There are two possibilities for each of the five tosses of the coin, so there are $2^5 = 32$ possible outcomes in your sample space, as you found.

What is the probability that heads never occurs twice in a row?

Your proposed answer of $13/32$ is correct.

If there are four or five heads in the sequence of five coin tosses, at least two heads must be consecutive.

If there are three heads in the sequence of five coin tosses, the only possibility is that the sequence is HTHTH.

There are $\binom{5}{2} = 10$ sequences of five coin tosses with exactly two heads, of which four have consecutive heads (since the first of these consecutive heads must appear in one of the first four positions). Hence, there are $10 - 4 = 6$ sequences of five coin tosses with exactly two heads in which no two heads are consecutive.

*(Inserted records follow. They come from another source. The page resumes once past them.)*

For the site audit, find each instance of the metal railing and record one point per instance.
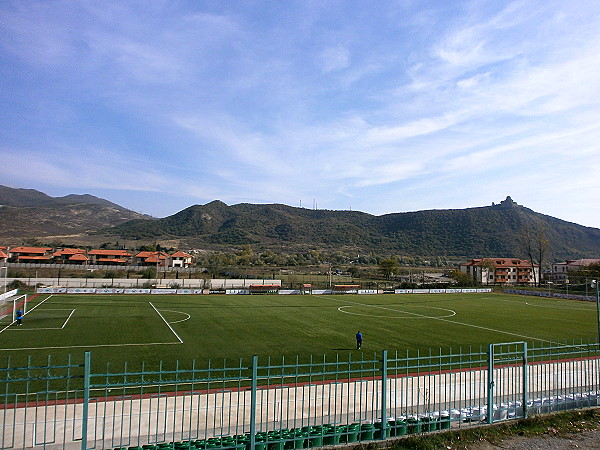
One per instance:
(282, 403)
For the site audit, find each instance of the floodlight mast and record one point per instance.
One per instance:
(5, 275)
(595, 284)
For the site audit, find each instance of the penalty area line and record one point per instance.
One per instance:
(167, 323)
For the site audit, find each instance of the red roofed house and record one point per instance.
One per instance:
(152, 259)
(30, 254)
(181, 259)
(110, 257)
(3, 253)
(560, 271)
(500, 270)
(70, 256)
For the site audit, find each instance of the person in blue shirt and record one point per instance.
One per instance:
(358, 340)
(20, 317)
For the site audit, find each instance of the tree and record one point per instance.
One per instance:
(534, 243)
(388, 266)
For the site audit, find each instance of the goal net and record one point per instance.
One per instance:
(345, 289)
(264, 288)
(8, 309)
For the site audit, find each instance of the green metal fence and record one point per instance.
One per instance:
(278, 404)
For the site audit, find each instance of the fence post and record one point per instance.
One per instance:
(87, 357)
(253, 402)
(525, 380)
(384, 423)
(490, 404)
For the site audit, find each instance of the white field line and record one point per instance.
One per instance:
(168, 324)
(86, 346)
(179, 312)
(67, 321)
(443, 320)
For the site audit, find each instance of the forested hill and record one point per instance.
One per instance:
(473, 232)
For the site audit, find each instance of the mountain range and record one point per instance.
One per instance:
(472, 232)
(27, 215)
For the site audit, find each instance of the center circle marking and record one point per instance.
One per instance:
(407, 316)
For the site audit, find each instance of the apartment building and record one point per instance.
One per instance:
(501, 271)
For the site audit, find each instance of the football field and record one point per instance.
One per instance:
(154, 328)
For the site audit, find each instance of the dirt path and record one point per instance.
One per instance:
(583, 440)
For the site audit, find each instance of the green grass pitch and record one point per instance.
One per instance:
(153, 328)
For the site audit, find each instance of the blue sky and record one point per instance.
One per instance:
(378, 107)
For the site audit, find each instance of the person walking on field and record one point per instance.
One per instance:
(19, 317)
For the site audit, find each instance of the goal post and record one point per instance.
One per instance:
(345, 289)
(264, 288)
(8, 310)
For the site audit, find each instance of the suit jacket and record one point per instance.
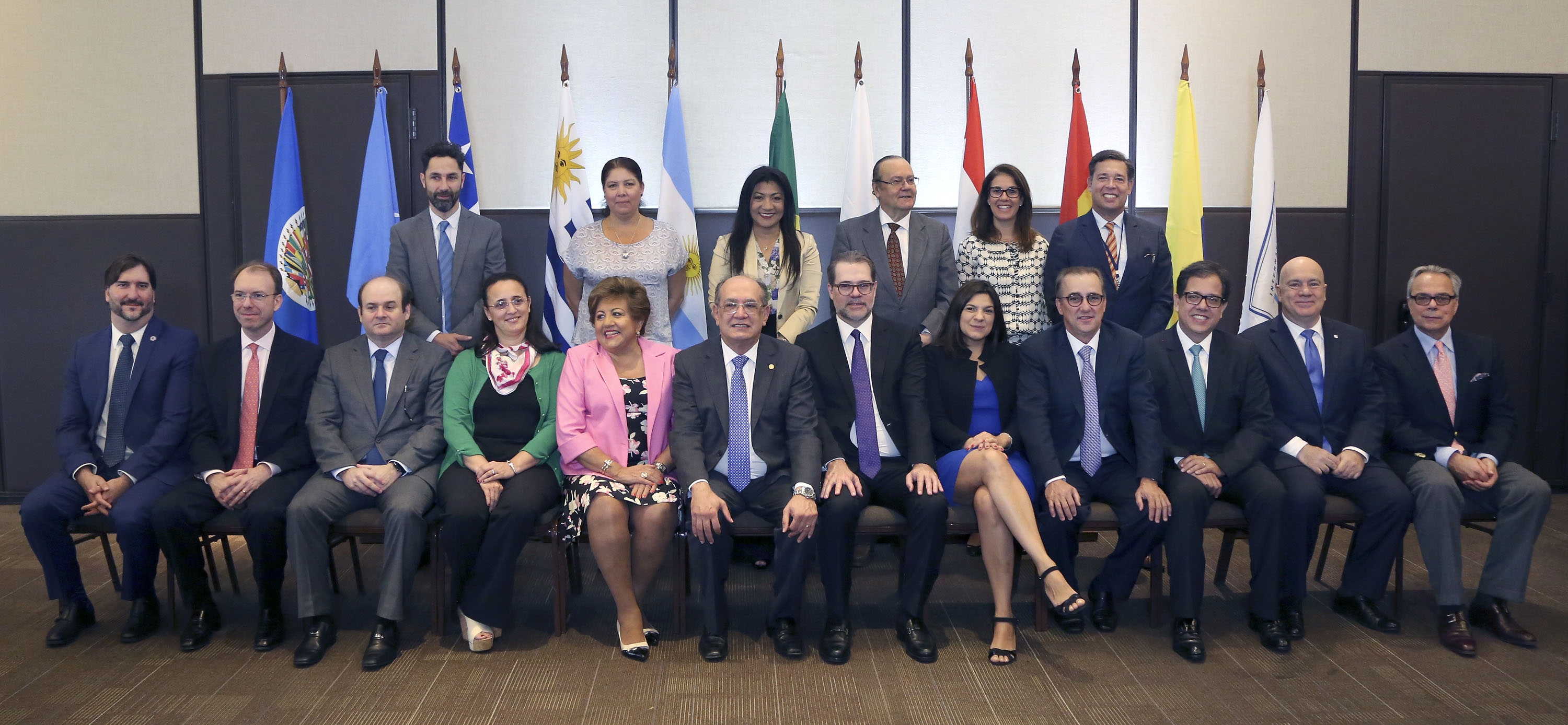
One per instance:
(590, 407)
(1051, 401)
(930, 279)
(951, 392)
(783, 412)
(1144, 301)
(476, 256)
(281, 437)
(897, 368)
(1418, 418)
(1239, 420)
(1352, 396)
(342, 417)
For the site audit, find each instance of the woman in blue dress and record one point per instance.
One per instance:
(971, 389)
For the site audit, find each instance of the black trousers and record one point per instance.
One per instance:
(1261, 497)
(1114, 484)
(482, 544)
(1382, 497)
(791, 559)
(923, 552)
(179, 516)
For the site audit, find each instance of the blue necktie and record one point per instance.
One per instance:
(444, 262)
(120, 403)
(739, 428)
(378, 389)
(1090, 450)
(864, 412)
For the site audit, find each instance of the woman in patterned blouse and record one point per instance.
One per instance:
(1007, 253)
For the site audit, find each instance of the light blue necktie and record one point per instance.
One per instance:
(444, 262)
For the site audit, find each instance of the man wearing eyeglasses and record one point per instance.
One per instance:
(1129, 253)
(1449, 431)
(250, 451)
(1214, 409)
(1092, 431)
(1327, 434)
(912, 253)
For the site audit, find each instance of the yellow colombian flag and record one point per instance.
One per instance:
(1184, 218)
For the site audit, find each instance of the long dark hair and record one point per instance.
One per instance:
(952, 337)
(742, 231)
(984, 221)
(534, 334)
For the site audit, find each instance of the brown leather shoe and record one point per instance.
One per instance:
(1495, 617)
(1454, 633)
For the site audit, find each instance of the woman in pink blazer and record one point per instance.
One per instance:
(612, 423)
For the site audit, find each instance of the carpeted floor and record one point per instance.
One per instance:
(1340, 674)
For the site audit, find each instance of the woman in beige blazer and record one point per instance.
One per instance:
(770, 248)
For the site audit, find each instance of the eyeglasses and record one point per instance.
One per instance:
(1209, 300)
(1095, 300)
(847, 289)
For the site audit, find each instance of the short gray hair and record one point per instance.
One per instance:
(1421, 270)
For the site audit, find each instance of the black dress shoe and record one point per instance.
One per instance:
(270, 630)
(320, 633)
(198, 630)
(835, 647)
(1291, 619)
(142, 622)
(74, 616)
(1187, 639)
(916, 641)
(1269, 633)
(1365, 611)
(786, 639)
(712, 647)
(382, 649)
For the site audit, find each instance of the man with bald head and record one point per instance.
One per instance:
(1327, 434)
(375, 426)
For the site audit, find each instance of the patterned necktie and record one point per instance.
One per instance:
(120, 403)
(444, 261)
(1200, 387)
(864, 411)
(739, 428)
(250, 411)
(896, 259)
(1090, 450)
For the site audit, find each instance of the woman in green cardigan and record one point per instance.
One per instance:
(502, 469)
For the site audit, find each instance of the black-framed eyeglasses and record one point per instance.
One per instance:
(1209, 300)
(1095, 300)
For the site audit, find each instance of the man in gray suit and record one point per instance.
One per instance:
(444, 254)
(912, 251)
(769, 464)
(375, 426)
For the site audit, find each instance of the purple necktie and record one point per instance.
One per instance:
(1089, 450)
(864, 411)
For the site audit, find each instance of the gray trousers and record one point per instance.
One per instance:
(1520, 500)
(325, 500)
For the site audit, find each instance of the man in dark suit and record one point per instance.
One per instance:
(744, 437)
(1214, 411)
(250, 453)
(375, 426)
(444, 254)
(877, 439)
(1327, 434)
(908, 250)
(1092, 431)
(1128, 251)
(121, 442)
(1449, 429)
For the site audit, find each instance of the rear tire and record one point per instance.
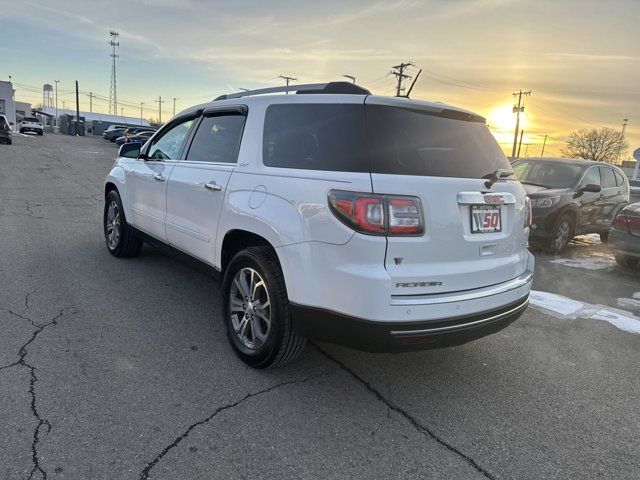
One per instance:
(120, 238)
(626, 261)
(562, 234)
(254, 291)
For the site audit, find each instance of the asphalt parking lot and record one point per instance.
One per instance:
(119, 369)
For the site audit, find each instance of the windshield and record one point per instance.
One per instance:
(547, 174)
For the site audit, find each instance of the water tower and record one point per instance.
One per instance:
(47, 95)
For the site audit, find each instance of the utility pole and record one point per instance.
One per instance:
(160, 102)
(625, 122)
(543, 145)
(517, 109)
(77, 110)
(56, 82)
(520, 142)
(113, 98)
(413, 83)
(398, 72)
(288, 79)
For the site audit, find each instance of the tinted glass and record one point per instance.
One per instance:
(592, 176)
(410, 142)
(608, 178)
(548, 174)
(315, 136)
(169, 145)
(217, 139)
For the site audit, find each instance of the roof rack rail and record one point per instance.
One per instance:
(330, 87)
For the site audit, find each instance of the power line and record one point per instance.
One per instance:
(398, 72)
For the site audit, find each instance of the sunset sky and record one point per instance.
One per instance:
(581, 58)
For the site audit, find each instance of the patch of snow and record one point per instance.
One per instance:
(565, 307)
(555, 303)
(595, 261)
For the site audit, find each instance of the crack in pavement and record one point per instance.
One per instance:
(22, 352)
(412, 420)
(144, 475)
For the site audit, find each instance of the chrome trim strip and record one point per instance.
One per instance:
(453, 328)
(432, 299)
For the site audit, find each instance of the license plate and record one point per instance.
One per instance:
(486, 219)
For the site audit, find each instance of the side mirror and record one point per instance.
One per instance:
(592, 188)
(129, 150)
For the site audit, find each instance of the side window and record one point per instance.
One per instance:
(608, 178)
(592, 176)
(217, 139)
(315, 137)
(169, 145)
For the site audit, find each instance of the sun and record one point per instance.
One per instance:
(503, 118)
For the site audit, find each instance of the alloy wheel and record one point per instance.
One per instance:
(250, 308)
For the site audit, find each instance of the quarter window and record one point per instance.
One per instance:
(608, 178)
(217, 139)
(591, 177)
(168, 146)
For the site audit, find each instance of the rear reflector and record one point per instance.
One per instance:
(373, 214)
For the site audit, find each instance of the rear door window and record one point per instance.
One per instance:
(413, 142)
(608, 178)
(217, 139)
(315, 136)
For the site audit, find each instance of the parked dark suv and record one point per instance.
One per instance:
(571, 197)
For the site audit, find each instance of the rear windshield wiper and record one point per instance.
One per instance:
(499, 174)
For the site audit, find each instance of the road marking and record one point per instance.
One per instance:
(565, 307)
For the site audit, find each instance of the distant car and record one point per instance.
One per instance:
(112, 135)
(5, 130)
(571, 197)
(31, 124)
(624, 236)
(634, 191)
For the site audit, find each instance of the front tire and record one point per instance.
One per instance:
(256, 310)
(120, 238)
(562, 234)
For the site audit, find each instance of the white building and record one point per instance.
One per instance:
(7, 104)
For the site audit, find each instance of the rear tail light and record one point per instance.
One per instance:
(528, 215)
(372, 214)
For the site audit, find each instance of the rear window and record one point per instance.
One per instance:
(411, 142)
(378, 139)
(315, 137)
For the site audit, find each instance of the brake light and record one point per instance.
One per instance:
(528, 214)
(374, 214)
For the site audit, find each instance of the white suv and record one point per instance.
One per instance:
(31, 124)
(383, 224)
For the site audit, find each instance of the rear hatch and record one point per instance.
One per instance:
(474, 234)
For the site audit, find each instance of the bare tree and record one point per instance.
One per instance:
(601, 145)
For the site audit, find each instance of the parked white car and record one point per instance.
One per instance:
(31, 124)
(383, 224)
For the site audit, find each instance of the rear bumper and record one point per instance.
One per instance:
(624, 243)
(377, 337)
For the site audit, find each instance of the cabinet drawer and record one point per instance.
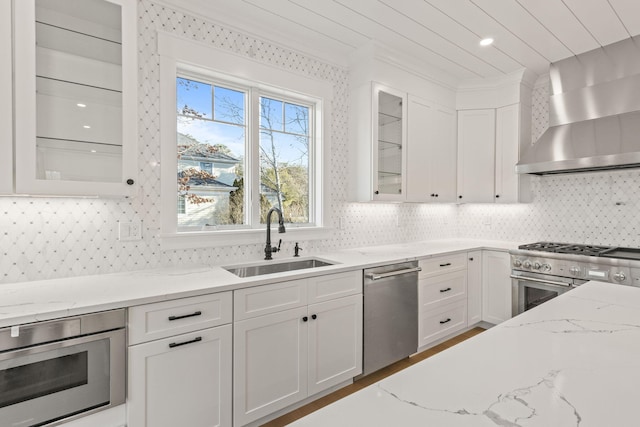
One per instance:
(164, 319)
(260, 300)
(443, 264)
(324, 288)
(445, 320)
(442, 289)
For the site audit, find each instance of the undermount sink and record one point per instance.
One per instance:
(250, 270)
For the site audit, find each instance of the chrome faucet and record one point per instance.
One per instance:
(268, 249)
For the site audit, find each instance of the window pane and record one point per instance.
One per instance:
(296, 119)
(210, 163)
(194, 98)
(271, 114)
(284, 175)
(228, 105)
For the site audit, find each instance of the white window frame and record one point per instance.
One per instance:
(179, 54)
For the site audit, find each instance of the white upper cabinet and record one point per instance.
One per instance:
(476, 155)
(75, 97)
(494, 124)
(6, 112)
(431, 152)
(380, 135)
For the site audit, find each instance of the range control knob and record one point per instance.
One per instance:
(619, 277)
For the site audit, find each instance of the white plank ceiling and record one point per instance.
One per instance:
(441, 33)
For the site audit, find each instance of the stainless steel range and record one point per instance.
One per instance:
(544, 270)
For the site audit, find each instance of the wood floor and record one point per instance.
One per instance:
(368, 380)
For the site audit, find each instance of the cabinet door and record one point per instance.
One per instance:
(389, 143)
(270, 363)
(181, 381)
(335, 342)
(476, 156)
(474, 287)
(431, 152)
(496, 287)
(419, 151)
(507, 146)
(443, 164)
(75, 97)
(6, 107)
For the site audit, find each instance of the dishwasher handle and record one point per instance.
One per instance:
(374, 276)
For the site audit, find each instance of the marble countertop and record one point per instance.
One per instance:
(573, 361)
(27, 302)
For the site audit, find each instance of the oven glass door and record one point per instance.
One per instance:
(54, 381)
(531, 294)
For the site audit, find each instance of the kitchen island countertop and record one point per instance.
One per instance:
(573, 361)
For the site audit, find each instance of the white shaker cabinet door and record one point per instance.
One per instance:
(496, 287)
(270, 363)
(335, 342)
(181, 381)
(476, 156)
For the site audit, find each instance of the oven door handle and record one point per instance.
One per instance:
(549, 282)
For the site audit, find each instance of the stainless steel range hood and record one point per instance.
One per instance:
(594, 113)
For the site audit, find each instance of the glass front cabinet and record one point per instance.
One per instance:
(75, 97)
(389, 142)
(379, 132)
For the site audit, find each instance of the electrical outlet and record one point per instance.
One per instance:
(129, 231)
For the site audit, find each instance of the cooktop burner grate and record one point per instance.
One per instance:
(568, 248)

In each of the five sequences of coin tosses in which exactly one head appears, no two heads are consecutive.

In the only sequence of five coin tosses in which no heads appear, no two heads are consecutive.

Hence, the number of sequences of five coin tosses in which no two heads are consecutive is $0 + 0 + 1 + 6 + 5 + 1 = 13$, as you found.

What is the probability that neither heads nor tails occurs twice in a row?

Your proposed answer of $1/16$ is correct since there are only two favorable cases: HTHTH and THTHT, which gives the probability $\frac{2}{32} = \frac{1}{16}$.

What is the probability that both heads and tails occur at least twice in a row?

Your proposed answer of $15/16$ is incorrect.

Since $1 - \frac{1}{16} = \frac{15}{16}$, your answer suggests you mistakenly believed that the negation of the statement that neither heads nor tails occurs twice in a row is that both heads and tails occur at least twice in a row. The negation of the statement that neither heads nor tails occurs twice in a row is that at least two heads or at least two tails are consecutive. For instance, the sequences HHTHT and TTTTH both violate the restriction that neither heads nor tails occur twice in a row without satisfying the stronger requirement that both heads and tails occur at least twice in a row.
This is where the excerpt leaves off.